C’est par exemple le verset 8 du psaume 131 (qui est lu pour l’Assomption à la Messe du soir) : Monte, Seigneur, vers le lieu de ton repos, toi, et l’arche de ta force ! Comme l’Arche renferma la Manne, c’est le corps de Marie qui renferma le Verbe incarné. Or, le bois de l’Arche était incorruptible, ce bois de sétim que ne peuvent attaquer les vers et qui se conserve intact dans l’eau ; la nouvelle Arche, le corps de Marie, est à son tour incorruptible. C’est généralement à propos de la fête de la Dormition, évoquant précisément l’Assomption corporelle, que les Pères et les Docteurs ont comparé Marie à l’Arche.

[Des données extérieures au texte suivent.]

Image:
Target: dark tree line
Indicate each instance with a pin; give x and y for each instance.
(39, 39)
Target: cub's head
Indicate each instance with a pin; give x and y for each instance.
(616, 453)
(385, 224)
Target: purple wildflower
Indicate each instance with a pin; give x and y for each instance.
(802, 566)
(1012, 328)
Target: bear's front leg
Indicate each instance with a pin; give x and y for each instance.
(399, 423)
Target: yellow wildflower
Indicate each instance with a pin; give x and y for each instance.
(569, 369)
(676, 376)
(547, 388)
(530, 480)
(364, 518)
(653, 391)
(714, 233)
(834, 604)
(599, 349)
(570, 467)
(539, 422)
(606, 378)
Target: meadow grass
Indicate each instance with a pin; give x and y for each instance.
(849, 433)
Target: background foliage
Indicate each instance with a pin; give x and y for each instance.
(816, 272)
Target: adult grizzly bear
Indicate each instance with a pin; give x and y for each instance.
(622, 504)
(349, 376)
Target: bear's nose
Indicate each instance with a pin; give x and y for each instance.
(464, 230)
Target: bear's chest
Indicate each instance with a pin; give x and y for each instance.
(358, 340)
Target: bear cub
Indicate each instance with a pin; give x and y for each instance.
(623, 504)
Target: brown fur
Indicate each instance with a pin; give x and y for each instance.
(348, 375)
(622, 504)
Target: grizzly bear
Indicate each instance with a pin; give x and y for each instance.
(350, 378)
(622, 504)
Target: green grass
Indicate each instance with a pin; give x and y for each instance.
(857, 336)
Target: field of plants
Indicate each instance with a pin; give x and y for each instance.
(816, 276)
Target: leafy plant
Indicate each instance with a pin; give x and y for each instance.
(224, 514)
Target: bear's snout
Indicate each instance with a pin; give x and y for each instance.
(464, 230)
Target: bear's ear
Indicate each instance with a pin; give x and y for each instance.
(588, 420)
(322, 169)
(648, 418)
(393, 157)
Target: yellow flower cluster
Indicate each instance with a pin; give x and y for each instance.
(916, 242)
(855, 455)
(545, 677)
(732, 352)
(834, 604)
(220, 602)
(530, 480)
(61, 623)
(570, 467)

Voilà pourquoi la première lecture de la Messe du soir nous présente l’épisode du transfert de l’Arche dans la Tente préparée par David, avec tout le respect (on ne la touche pas, mais on la déplace au moyen de barres comme l’avait ordonné Moïse) et l’honneur possibles (les chantres, avec leurs instruments… holocaustes et sacrifices).

En revanche, le psaume 44, qui est lu à la Messe du jour, est un véritable épithalame, un chant de noces, où tour à tour l’épouse chante l’époux, puis l’époux chante l’épouse ; celle-ci peut aussi bien être l’Église, épouse virginale du Christ, que Marie, Mère et Modèle de l’Église, Reine qui occupe un trône de gloire à la droite de Dieu (Ps 44,10). C’est une tradition liturgique de relire à presque chaque messe mariale ces versets du psaume 44. 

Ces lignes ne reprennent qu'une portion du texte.